Rupert, who's about as carnivorous as a man can get had organised a hog roast. Fortunately his wife, Uncle Bill, is vegetarian, so whilst the meat eaters chowed down on pig, we were given delicious hummus wraps and exciting bowls of Eaton Mess. The hog roast was incredibly popular but for me there's very little which looks as unappetising as the half-eaten carcass of a pig mounted on a stick! It genuinely ended up looking like the scene of some kind of horrific murder. Bits of melted yellow flesh dripping down with globules of white fat. Like a terrible autopsy.

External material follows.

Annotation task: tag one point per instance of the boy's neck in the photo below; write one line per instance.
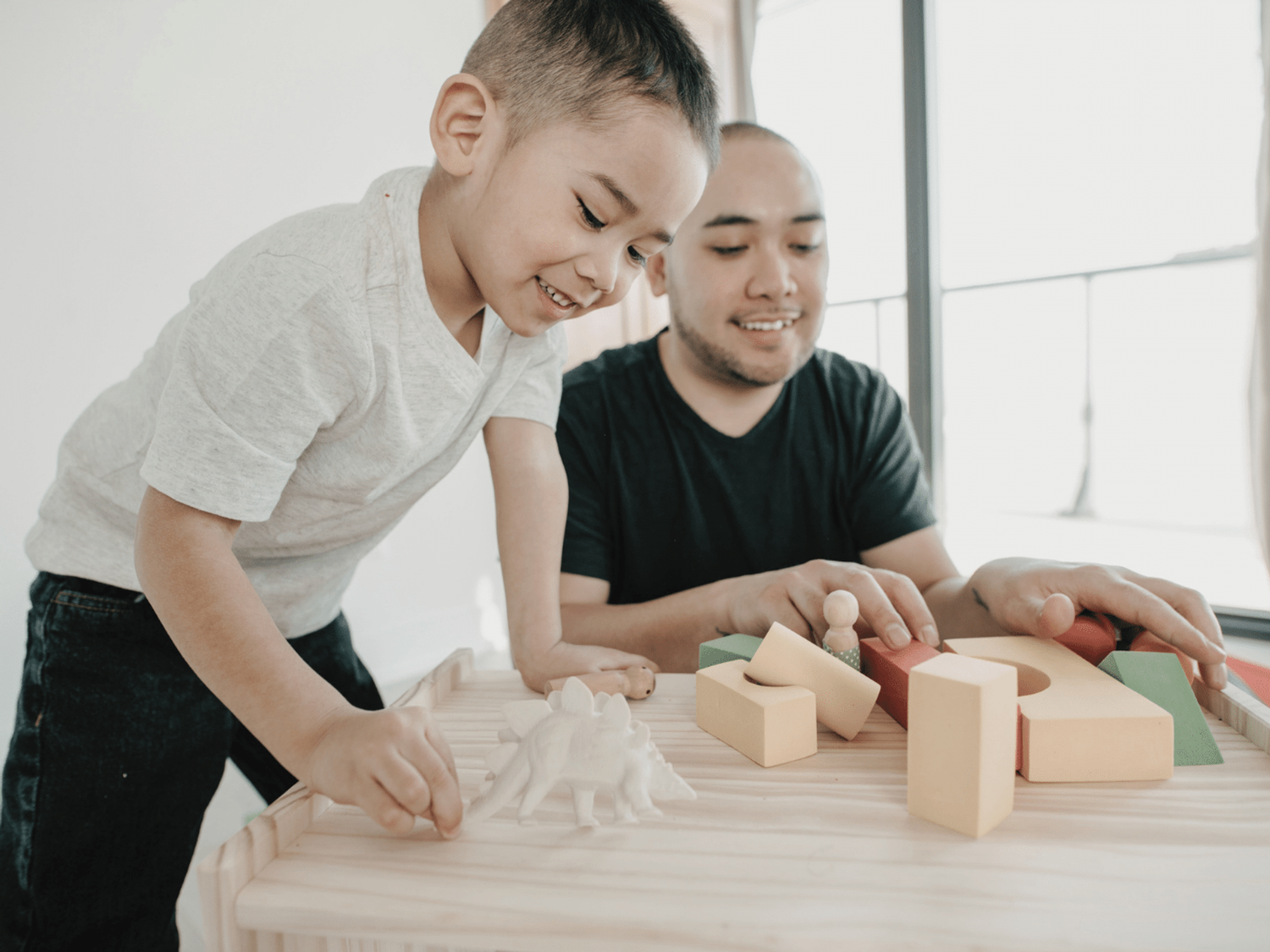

The party was filled with parents and children, some of whom I knew, most of whom I didn't. The ghastly truth about quite a few parents with young children is they can loose the ability to talk about anything else! It becomes almost desperately boring, particularly when you finally manage to get one talking about something else, but they always have their eyes elsewhere, watching their little darlings. I think they genuinely feel that they're multi-tasking, because the other parents they talk to are doing exactly the same thing and no one cares, but when you don't have kids, it becomes really offensive because you see them glazing over, nodding politely and occasionally saying something to keep you sweet, but the conversation always ends up coming to a rudely abrupt halt when their child sidles over. "What's the matter Totty? Would you like another drink?" The words cut into your own like a knife. They can't even allow you the dignity of finishing a sentence before turning away and dealing with their beloved. And very rarely does the conversation ever return when the child goes away again, essentially, I believe, because they weren't actually taking anything in in the first place!
There are, of course, exceptions to this rule. I have friends who are parents who are desperate not to talk about kiddy things, parents who look you in the eye, and when their children come over they will continue to look whilst reassuringly putting a hand on the child's arm which says "Mummy's talking right now, but when I can give you my attention I will do." And the truth of the matter is that their children are universally the polite, more fascinating ones with whom you ultimately want to spend more time!
On my way home, I got a text from Fiona who was on her way back to Brighton from Northampton. It transpired that her train was pulling into Gatwick just as mine was leaving... Or was it the other way round? Anyway, we waved in each other's general direction.
I got to Victoria in a rush to get home and settle, having spent plenty enough time with large crowds of people. The station was absolutely heaving and as I reached the tube, the horror occurred of my Oyster card needing topping up. The ticket machines were surrounded by huge queues of tourists who had absolutely no idea how to deal with the technology. I stood in a queue for at least ten minutes willing people to be more organised...
I got home and worked until 2am... Which is why I posted this blog when I woke up!